Voic quelques repères pour parcourir la butte Montmartre et ses alentours en compagnie des personnages de Sanguine sur la butte.
L’inspecteur Berflaut habite dans un appartement du square Montholon. Il est rattaché, ainsi que ses collègues, au commissariat de la rue Caulaincourt, non loin de l’atelier-appartement de Toulouse-Lautrec au rez-de-chaussée du 27 de la rue Caulaincourt, à l’angle de la rue Tourlaque (où celui-ci apprend par Mireille la disparition de sa jeune soeur).
Cette dernière travaille dans la maison de rendez-vous du 24 rue des Moulins[[Ou n°6, selon Les Traversées de Paris, Alain Rustenholz, éditions Parigramme, 2006.]].
Aristide Bruant et Lautrec pleurent la mort de leur amie Rosa la Rouge au cabaret Le Mirliton, que Bruant dirige 12 rue Victor Massé (c’est l’ex Chat noir).
Marcel Jargot, le souteneur de Rosa la rouge, habite 8 rue Véron.
A un moment de l’enquête, l’intérêt des inspecteurs est attiré par l’attitude d’un homme étrange qui stationne devant l’école de filles de la rue Durantin. Il s’agit en réalité d’un photographe, clone de Lewis Carroll, qui demeure au rez-de-chaussée d’un immeuble au fond du square Pétrelle.

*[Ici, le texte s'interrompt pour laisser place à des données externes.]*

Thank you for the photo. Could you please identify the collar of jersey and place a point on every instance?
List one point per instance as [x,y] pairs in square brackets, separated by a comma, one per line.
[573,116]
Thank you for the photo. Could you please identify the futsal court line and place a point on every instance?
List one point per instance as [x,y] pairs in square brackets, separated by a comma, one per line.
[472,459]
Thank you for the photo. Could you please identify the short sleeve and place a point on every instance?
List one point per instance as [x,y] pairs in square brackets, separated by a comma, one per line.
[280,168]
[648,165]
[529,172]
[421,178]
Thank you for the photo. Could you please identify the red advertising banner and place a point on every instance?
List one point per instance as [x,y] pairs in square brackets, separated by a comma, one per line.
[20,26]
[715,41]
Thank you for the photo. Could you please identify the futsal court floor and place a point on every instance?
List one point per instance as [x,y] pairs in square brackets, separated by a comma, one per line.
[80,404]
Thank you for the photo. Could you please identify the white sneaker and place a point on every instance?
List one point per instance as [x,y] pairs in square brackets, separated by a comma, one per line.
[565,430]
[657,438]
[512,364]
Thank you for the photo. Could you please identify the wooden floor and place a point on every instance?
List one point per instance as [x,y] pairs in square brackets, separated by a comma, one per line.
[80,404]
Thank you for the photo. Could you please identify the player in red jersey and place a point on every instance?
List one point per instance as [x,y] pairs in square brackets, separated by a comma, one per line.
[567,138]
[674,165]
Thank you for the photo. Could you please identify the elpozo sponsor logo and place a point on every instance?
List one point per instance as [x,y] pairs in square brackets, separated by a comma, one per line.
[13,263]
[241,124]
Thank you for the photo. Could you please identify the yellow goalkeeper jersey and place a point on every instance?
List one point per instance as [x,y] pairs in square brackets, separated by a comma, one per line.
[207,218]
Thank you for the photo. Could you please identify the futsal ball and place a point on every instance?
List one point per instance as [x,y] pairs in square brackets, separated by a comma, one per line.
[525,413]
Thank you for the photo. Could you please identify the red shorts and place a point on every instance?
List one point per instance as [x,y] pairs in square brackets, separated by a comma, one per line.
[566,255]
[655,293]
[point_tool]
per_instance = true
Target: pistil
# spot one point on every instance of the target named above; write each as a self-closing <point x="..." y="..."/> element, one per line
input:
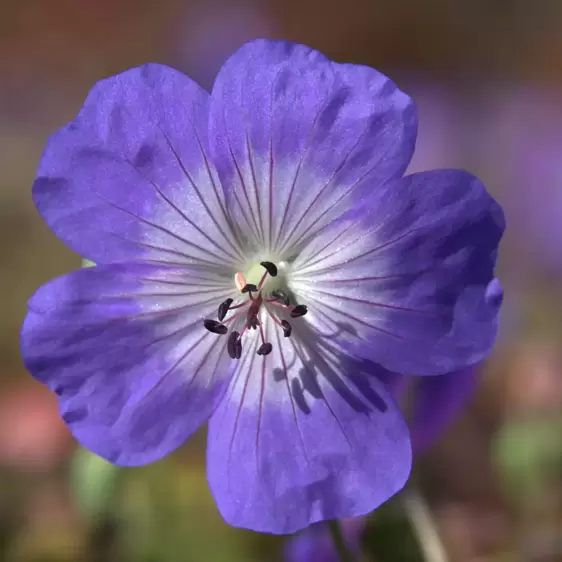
<point x="251" y="308"/>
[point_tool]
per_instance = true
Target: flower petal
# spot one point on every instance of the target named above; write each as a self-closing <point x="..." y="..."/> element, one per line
<point x="130" y="177"/>
<point x="407" y="279"/>
<point x="293" y="134"/>
<point x="302" y="435"/>
<point x="437" y="401"/>
<point x="124" y="348"/>
<point x="315" y="543"/>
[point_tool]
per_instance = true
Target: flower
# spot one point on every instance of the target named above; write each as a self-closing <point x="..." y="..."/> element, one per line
<point x="316" y="545"/>
<point x="260" y="260"/>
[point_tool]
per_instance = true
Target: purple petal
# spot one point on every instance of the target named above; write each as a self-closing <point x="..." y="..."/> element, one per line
<point x="304" y="435"/>
<point x="437" y="401"/>
<point x="316" y="545"/>
<point x="408" y="278"/>
<point x="294" y="134"/>
<point x="130" y="177"/>
<point x="124" y="348"/>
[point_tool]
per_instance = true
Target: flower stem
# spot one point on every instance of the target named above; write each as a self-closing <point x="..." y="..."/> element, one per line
<point x="335" y="531"/>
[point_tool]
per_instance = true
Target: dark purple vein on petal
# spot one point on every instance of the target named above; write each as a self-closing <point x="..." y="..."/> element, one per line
<point x="323" y="304"/>
<point x="304" y="154"/>
<point x="328" y="405"/>
<point x="359" y="256"/>
<point x="184" y="216"/>
<point x="290" y="394"/>
<point x="154" y="225"/>
<point x="220" y="201"/>
<point x="211" y="215"/>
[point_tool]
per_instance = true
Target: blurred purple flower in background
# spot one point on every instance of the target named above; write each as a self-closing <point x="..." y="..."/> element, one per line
<point x="435" y="403"/>
<point x="206" y="37"/>
<point x="261" y="262"/>
<point x="522" y="145"/>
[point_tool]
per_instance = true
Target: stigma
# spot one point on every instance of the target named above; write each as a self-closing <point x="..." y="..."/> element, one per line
<point x="266" y="294"/>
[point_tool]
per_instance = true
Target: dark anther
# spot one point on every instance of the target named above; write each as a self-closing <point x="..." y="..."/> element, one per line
<point x="234" y="345"/>
<point x="264" y="349"/>
<point x="223" y="309"/>
<point x="249" y="287"/>
<point x="270" y="267"/>
<point x="281" y="295"/>
<point x="253" y="322"/>
<point x="287" y="328"/>
<point x="215" y="327"/>
<point x="299" y="310"/>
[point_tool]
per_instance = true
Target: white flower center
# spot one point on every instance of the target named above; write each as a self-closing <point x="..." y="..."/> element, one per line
<point x="264" y="295"/>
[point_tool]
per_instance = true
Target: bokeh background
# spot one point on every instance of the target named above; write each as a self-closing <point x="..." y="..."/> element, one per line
<point x="487" y="77"/>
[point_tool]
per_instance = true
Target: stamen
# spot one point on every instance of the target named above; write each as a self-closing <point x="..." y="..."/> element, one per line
<point x="299" y="310"/>
<point x="270" y="267"/>
<point x="264" y="349"/>
<point x="251" y="309"/>
<point x="249" y="287"/>
<point x="215" y="327"/>
<point x="234" y="345"/>
<point x="282" y="296"/>
<point x="224" y="308"/>
<point x="287" y="328"/>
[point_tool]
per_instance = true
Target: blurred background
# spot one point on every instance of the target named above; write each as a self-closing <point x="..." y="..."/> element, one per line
<point x="487" y="77"/>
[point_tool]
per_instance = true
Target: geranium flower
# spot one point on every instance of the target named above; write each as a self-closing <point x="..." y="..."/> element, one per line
<point x="316" y="545"/>
<point x="260" y="259"/>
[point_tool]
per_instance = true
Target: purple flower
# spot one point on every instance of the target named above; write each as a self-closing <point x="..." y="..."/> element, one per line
<point x="316" y="545"/>
<point x="260" y="260"/>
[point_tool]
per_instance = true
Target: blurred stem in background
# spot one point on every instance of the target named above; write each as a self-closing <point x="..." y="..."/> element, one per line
<point x="335" y="530"/>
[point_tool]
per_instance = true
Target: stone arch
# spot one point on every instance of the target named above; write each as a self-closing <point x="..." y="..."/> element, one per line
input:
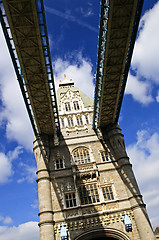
<point x="103" y="234"/>
<point x="81" y="155"/>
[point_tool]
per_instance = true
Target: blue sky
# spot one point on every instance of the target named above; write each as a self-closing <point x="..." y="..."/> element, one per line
<point x="73" y="34"/>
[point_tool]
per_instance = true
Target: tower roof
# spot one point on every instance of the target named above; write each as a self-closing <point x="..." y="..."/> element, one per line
<point x="66" y="82"/>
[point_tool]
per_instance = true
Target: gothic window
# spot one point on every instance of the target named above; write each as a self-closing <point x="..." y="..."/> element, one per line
<point x="87" y="121"/>
<point x="62" y="122"/>
<point x="88" y="194"/>
<point x="79" y="120"/>
<point x="70" y="199"/>
<point x="59" y="164"/>
<point x="67" y="106"/>
<point x="81" y="155"/>
<point x="105" y="156"/>
<point x="76" y="105"/>
<point x="108" y="193"/>
<point x="70" y="122"/>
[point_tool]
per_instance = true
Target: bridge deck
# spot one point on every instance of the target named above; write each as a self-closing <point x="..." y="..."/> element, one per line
<point x="116" y="40"/>
<point x="33" y="54"/>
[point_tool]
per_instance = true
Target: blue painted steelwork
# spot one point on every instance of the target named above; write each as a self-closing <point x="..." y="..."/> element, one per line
<point x="129" y="56"/>
<point x="104" y="14"/>
<point x="14" y="57"/>
<point x="48" y="63"/>
<point x="100" y="62"/>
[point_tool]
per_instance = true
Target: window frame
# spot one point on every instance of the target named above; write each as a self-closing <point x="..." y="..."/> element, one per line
<point x="60" y="162"/>
<point x="108" y="193"/>
<point x="76" y="105"/>
<point x="89" y="194"/>
<point x="105" y="156"/>
<point x="79" y="120"/>
<point x="70" y="122"/>
<point x="67" y="106"/>
<point x="70" y="201"/>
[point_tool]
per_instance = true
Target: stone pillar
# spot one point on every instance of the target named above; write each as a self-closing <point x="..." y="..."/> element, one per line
<point x="112" y="137"/>
<point x="46" y="222"/>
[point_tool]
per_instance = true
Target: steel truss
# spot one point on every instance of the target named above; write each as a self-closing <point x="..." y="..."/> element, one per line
<point x="24" y="27"/>
<point x="117" y="33"/>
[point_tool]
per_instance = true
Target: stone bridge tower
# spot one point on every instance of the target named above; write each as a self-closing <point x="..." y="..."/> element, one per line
<point x="86" y="186"/>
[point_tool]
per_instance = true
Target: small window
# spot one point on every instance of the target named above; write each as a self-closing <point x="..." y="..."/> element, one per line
<point x="87" y="121"/>
<point x="106" y="156"/>
<point x="70" y="199"/>
<point x="76" y="105"/>
<point x="59" y="164"/>
<point x="62" y="122"/>
<point x="70" y="122"/>
<point x="67" y="106"/>
<point x="108" y="193"/>
<point x="81" y="156"/>
<point x="88" y="194"/>
<point x="79" y="121"/>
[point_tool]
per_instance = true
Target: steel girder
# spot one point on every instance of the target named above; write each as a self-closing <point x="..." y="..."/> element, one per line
<point x="119" y="21"/>
<point x="27" y="25"/>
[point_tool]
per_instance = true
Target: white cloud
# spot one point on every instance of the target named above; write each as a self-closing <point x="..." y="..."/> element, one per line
<point x="6" y="220"/>
<point x="13" y="114"/>
<point x="157" y="97"/>
<point x="145" y="60"/>
<point x="140" y="90"/>
<point x="146" y="53"/>
<point x="80" y="71"/>
<point x="6" y="170"/>
<point x="26" y="231"/>
<point x="144" y="154"/>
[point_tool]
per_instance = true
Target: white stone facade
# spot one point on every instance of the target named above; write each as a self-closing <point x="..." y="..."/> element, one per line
<point x="86" y="183"/>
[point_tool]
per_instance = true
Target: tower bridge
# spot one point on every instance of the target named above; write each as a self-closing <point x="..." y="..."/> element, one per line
<point x="86" y="186"/>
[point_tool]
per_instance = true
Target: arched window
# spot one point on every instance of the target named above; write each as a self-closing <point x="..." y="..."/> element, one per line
<point x="67" y="106"/>
<point x="81" y="155"/>
<point x="70" y="122"/>
<point x="79" y="120"/>
<point x="76" y="105"/>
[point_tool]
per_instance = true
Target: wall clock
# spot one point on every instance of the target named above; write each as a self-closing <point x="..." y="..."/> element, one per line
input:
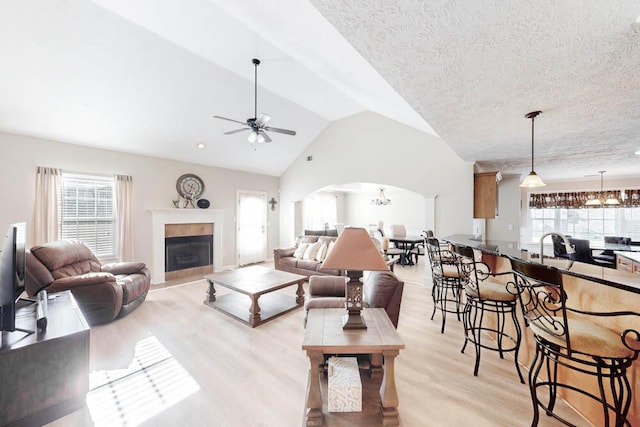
<point x="190" y="186"/>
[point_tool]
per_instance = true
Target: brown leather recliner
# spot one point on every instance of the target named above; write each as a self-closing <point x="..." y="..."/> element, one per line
<point x="103" y="292"/>
<point x="382" y="289"/>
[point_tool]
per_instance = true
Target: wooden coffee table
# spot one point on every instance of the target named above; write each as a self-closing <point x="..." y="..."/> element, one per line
<point x="258" y="283"/>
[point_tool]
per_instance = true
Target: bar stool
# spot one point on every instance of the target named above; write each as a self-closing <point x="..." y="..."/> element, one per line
<point x="488" y="298"/>
<point x="447" y="280"/>
<point x="575" y="343"/>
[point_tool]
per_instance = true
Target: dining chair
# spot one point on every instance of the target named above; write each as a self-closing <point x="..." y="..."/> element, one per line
<point x="447" y="281"/>
<point x="574" y="340"/>
<point x="489" y="306"/>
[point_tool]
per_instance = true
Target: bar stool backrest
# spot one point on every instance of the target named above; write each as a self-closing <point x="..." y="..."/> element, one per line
<point x="542" y="299"/>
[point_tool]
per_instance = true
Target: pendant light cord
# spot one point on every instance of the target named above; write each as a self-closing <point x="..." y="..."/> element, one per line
<point x="532" y="156"/>
<point x="255" y="90"/>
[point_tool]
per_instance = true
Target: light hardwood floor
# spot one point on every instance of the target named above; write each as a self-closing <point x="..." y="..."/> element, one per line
<point x="194" y="366"/>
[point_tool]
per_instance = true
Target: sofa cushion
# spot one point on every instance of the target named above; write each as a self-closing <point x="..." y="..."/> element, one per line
<point x="288" y="261"/>
<point x="307" y="264"/>
<point x="66" y="258"/>
<point x="311" y="252"/>
<point x="306" y="239"/>
<point x="326" y="239"/>
<point x="321" y="252"/>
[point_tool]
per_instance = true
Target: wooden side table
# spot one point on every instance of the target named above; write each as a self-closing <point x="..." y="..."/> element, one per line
<point x="324" y="335"/>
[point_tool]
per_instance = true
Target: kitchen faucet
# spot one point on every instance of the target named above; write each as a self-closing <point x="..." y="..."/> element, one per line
<point x="568" y="247"/>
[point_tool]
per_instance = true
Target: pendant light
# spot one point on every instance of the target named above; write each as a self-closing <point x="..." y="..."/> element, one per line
<point x="610" y="200"/>
<point x="532" y="180"/>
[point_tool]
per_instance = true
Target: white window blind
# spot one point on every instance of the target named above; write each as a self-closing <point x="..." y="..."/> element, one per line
<point x="591" y="224"/>
<point x="87" y="212"/>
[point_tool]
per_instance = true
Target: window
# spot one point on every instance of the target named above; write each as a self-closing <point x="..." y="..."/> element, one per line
<point x="591" y="224"/>
<point x="87" y="212"/>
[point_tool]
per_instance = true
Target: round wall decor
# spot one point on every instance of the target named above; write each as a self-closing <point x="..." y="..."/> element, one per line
<point x="190" y="186"/>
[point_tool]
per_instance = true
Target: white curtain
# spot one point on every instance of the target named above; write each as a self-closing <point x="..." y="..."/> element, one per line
<point x="124" y="186"/>
<point x="45" y="218"/>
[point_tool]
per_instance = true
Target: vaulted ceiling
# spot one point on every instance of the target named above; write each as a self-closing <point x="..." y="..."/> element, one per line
<point x="147" y="76"/>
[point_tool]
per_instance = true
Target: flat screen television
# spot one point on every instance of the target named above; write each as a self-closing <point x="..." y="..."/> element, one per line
<point x="12" y="274"/>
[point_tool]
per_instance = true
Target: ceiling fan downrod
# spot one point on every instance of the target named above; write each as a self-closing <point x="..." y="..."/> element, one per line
<point x="256" y="62"/>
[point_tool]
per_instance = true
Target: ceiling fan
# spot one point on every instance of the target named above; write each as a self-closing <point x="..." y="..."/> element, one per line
<point x="256" y="124"/>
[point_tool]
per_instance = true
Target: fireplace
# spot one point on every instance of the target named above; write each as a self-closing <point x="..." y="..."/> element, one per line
<point x="185" y="252"/>
<point x="178" y="221"/>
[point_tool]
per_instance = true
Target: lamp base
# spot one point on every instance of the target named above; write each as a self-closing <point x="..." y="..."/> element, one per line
<point x="353" y="320"/>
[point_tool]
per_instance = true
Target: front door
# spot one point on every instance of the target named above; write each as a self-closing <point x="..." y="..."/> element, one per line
<point x="251" y="231"/>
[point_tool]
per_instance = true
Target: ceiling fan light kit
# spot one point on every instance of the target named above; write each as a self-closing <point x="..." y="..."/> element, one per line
<point x="532" y="180"/>
<point x="258" y="123"/>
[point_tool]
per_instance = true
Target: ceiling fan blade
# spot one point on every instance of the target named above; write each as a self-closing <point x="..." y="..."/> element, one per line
<point x="231" y="120"/>
<point x="231" y="132"/>
<point x="266" y="137"/>
<point x="285" y="131"/>
<point x="262" y="119"/>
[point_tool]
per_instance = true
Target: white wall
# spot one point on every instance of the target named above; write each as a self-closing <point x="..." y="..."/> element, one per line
<point x="368" y="147"/>
<point x="406" y="208"/>
<point x="506" y="226"/>
<point x="154" y="186"/>
<point x="514" y="209"/>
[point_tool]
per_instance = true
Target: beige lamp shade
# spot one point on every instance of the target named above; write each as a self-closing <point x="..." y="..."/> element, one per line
<point x="354" y="250"/>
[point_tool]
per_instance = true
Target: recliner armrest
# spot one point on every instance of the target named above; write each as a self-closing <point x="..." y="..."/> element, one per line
<point x="88" y="279"/>
<point x="123" y="267"/>
<point x="329" y="286"/>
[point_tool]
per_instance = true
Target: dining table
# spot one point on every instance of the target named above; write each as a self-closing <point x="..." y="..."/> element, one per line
<point x="407" y="244"/>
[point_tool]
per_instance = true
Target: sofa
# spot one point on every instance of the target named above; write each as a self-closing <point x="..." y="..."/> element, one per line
<point x="104" y="292"/>
<point x="305" y="256"/>
<point x="382" y="289"/>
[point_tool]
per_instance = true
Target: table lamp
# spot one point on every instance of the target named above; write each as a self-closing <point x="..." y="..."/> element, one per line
<point x="354" y="251"/>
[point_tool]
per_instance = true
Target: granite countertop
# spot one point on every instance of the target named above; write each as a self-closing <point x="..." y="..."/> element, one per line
<point x="607" y="276"/>
<point x="633" y="256"/>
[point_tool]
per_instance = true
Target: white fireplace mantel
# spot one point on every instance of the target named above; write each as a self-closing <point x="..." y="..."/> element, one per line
<point x="163" y="216"/>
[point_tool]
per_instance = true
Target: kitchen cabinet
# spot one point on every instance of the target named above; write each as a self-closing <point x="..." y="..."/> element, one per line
<point x="485" y="195"/>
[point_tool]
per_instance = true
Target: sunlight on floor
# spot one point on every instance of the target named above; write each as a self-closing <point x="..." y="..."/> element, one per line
<point x="153" y="382"/>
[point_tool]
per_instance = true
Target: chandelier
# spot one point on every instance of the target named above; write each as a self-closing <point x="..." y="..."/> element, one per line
<point x="381" y="200"/>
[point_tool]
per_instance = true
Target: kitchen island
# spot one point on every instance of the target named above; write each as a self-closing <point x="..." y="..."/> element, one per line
<point x="589" y="288"/>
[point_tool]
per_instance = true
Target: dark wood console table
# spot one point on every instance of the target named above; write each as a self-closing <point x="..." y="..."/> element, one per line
<point x="45" y="375"/>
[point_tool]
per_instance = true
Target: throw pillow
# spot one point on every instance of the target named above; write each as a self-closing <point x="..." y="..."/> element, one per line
<point x="321" y="252"/>
<point x="312" y="252"/>
<point x="329" y="248"/>
<point x="299" y="253"/>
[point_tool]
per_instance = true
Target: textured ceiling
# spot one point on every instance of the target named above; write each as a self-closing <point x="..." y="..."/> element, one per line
<point x="474" y="69"/>
<point x="147" y="76"/>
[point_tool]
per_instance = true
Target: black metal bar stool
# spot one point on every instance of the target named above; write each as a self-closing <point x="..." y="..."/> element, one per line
<point x="568" y="337"/>
<point x="488" y="298"/>
<point x="447" y="281"/>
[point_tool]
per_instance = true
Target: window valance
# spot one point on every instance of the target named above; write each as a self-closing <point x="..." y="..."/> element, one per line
<point x="578" y="199"/>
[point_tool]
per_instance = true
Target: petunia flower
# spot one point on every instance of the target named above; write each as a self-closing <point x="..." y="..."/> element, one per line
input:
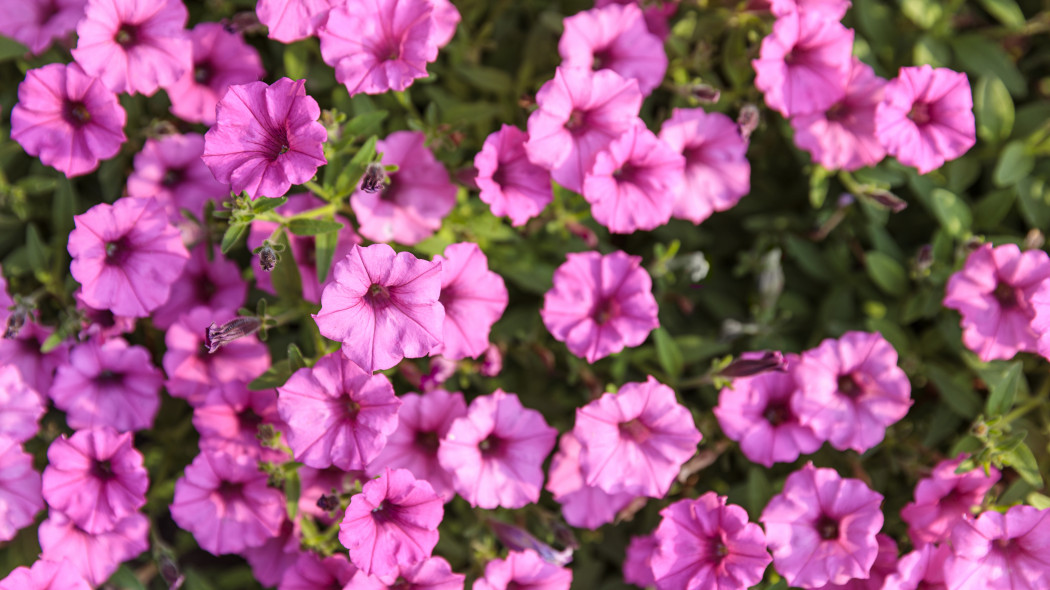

Quant à Lautrec, il emménagera au 30 rue Fontaine en juin 1895, où il vivra jusqu’en 1898, installant en mai 1897 son atelier au 15 avenue Frochot.
Sources :
– www.toulouselautrec.free.fr/biographie_longue.htm
– http://fr.wikipedia.org/wiki/Henri_de_Toulouse-Lautrec présente de magnifiques reproductions des oeuvres du peintre.
Sanguine sur la butte . Renée Bonneau, éditions Alain Bargain (http://perso.wanadoo.fr/editions.bargain), 2001.
Entretien avec Renée Bonneau[[renee.bonneau@free.fr.]] (avril 2007).
Terres d’écrivains : Quel est votre objectif: instruire, distraire ?
Renée Bonneau : C’est apprendre au lecteur et apprendre moi-même. Cela vient sans doute de mon habitude d’enseignante. Je n’en sais pas plus que le lecteur au début d’une histoire. Je n’étais pas très portée sur l’histoire lorsque j’étais jeune. J’étais plutôt une «~littéraire.~»
J’essaie d’intéresser et d’instruire sans ennuyer par des informations gratuites qui l’emporteraient sur l’élément policier. Je crois que le roman policier historique ne doit pas « sentir la fiche » . Je tente plutôt de faire entrer le réel par petites touches. C’est ce que Roland Barthes appelle «~l’effet de réel~» . Les notes ne doivent être utilisées que lorsqu’elles sont indispensables, plutôt rejetées en annexe, avec éventuellement un glossaire, afin de ne pas interrompre la lecture.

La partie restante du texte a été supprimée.